Password Generator Online Free
Cryptographically random passwords from the Web Crypto API. Set length, pick character classes, copy, paste into your password manager.
In your browser—your files never leave your device.
Learn moreSelect at least one character classAbout this tool
A password generator is one of those tools where the implementation actually matters. Most online generators use Math.random under the hood, which isn't cryptographically secure and isn't what you want for anything protecting real money or real data. This one uses the Web Crypto API's crypto.getRandomValues with rejection sampling to avoid modulo bias, which is the same primitive 1Password and Bitwarden use to generate vault passwords. Set the length between 4 and 64, toggle which character classes you want (uppercase, lowercase, numbers, symbols), hit regenerate. The strength meter shows actual entropy bits, not some made-up "complexity score". Everything runs in your browser. The password you generate never goes near a server, never gets logged, never enters a queue.
How to password generator online free
-
Set the length
Slider goes from 4 to 64 characters. For most online accounts (email, shopping, social), 16 characters is plenty. For banking, admin panels, password manager master passwords, and any account that touches money, push the slider to 20 or higher. The strength meter on top of the password display updates as you slide so you can see entropy bits change in real time.
-
Pick character classes
Four checkboxes: Uppercase (A-Z), Lowercase (a-z), Numbers (0-9), Symbols (!@#$ and the rest). Most sites want at least one of each. Some bank logins reject symbols entirely (an outdated security choice), in which case turn that off. Some sites cap length and require all classes, in which case shorten the slider and keep all four ticked.
-
Click regenerate if you want a different one
The arrow button at the top right rolls a fresh password. The result updates instantly because all the generation happens locally. There's no rate limit because there's nothing to rate-limit; it's all happening in your browser. Spam the button as many times as you want until you get a password you like the look of.
-
Copy and paste into your password manager
Click the copy icon next to the password. The string lands on your clipboard. Switch to your password manager, paste into the password field, save the entry. Then forget the password forever, which is the whole point of having a manager. If you don't have a password manager yet, get one (1Password, Bitwarden, KeePassXC are all good). Memorizing passwords is the problem; managers are the answer.
Features
Real randomness, not Math.random
Uses crypto.getRandomValues from the Web Crypto API with rejection sampling on each byte to avoid modulo bias. That last detail matters: naive random-mod-charset-size skews the distribution toward early characters. This implementation discards bytes above the threshold (256 minus 256 mod charset size) and re-rolls until it gets a clean byte, which keeps the output uniform across the full charset. The same primitive runs inside 1Password, Bitwarden, and KeePass; the only difference is that those managers remember the password and this tool hands it to you.

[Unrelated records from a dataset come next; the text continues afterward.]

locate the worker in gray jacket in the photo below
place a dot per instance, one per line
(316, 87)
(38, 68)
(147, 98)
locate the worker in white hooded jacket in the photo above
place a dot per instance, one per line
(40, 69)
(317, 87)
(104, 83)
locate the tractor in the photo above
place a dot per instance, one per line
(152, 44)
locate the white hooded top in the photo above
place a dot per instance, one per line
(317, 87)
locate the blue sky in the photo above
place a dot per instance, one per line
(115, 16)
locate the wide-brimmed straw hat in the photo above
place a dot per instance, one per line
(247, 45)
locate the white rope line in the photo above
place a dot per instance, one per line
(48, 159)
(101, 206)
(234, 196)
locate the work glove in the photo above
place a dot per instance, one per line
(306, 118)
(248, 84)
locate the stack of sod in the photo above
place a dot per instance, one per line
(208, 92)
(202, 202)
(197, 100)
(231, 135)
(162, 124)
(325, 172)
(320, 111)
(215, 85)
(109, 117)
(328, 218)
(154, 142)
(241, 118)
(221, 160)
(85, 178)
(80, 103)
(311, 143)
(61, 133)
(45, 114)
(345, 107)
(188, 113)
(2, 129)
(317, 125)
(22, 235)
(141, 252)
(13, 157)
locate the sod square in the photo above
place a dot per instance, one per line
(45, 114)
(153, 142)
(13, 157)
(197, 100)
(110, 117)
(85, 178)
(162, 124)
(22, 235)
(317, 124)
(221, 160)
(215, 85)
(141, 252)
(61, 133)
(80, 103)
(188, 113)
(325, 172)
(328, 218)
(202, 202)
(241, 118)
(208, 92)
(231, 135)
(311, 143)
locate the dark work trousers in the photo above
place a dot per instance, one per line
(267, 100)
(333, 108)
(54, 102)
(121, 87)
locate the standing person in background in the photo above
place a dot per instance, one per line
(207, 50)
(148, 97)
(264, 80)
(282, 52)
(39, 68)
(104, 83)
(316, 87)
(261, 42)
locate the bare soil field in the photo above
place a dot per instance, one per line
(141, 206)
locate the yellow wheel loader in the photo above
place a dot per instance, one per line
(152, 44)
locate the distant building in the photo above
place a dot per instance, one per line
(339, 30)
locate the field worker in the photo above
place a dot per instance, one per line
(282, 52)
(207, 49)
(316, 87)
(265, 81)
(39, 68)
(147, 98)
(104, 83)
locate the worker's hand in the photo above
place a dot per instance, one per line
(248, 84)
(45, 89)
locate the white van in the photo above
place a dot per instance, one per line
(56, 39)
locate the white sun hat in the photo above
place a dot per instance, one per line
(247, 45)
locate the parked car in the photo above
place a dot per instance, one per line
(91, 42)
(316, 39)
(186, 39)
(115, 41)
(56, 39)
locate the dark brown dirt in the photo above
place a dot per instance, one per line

Entropy-based strength meter
The meter shows actual bits of entropy (log2 of charset size, multiplied by length) instead of vague color labels. Under 40 bits is weak, 40-60 fair, 60-80 good, 80-100 strong, 100+ very strong. A 16-character password with all four classes (94-character charset) lands around 105 bits, which is computationally infeasible to brute-force in this decade. A 12-character lowercase-only password lands at 56 bits, which a modern GPU farm cracks in days. The number is what should drive your length choice, not the colour.
Per-site rule matching
Toggle uppercase (A-Z), lowercase (a-z), numbers (0-9), and symbols (!@#$%^&*()_+-=[]{}|;:,.<>?) independently. Length slider goes from 4 to 64 characters. Whatever weird password policy a site throws at you (no symbols allowed, exactly 12 characters required, must include a digit, no consecutive letters), you can match it without leaving the page. Banks especially love rejecting symbols, even though they shouldn't; this lets you generate something that'll actually be accepted.
Stays in your browser
No network calls. No analytics on the generated string. Open dev tools, switch to the Network tab, click generate, watch nothing happen. The password exists only on your machine, in memory, until you close the tab or paste it into your manager. There's no history list saved to localStorage either; refresh the page and the past passwords are gone. This is by design, because a generator that "helpfully" saves history is one breach away from leaking everyone's vault.
Privacy & security
Every byte of randomness comes from crypto.getRandomValues, which pulls from your operating system's CSPRNG — the same source 1Password and Bitwarden use. The character-class selection happens in JavaScript: bytes from the CSPRNG get mapped to the alphabet you chose using rejection sampling to avoid modulo bias. The entropy estimate displayed under the password is computed locally from the alphabet size and length. The zxcvbn-style dictionary check that flags common patterns also runs entirely client-side — nothing about your generated password leaves the tab. Clipboard copy uses the Clipboard API, which writes directly to the OS clipboard.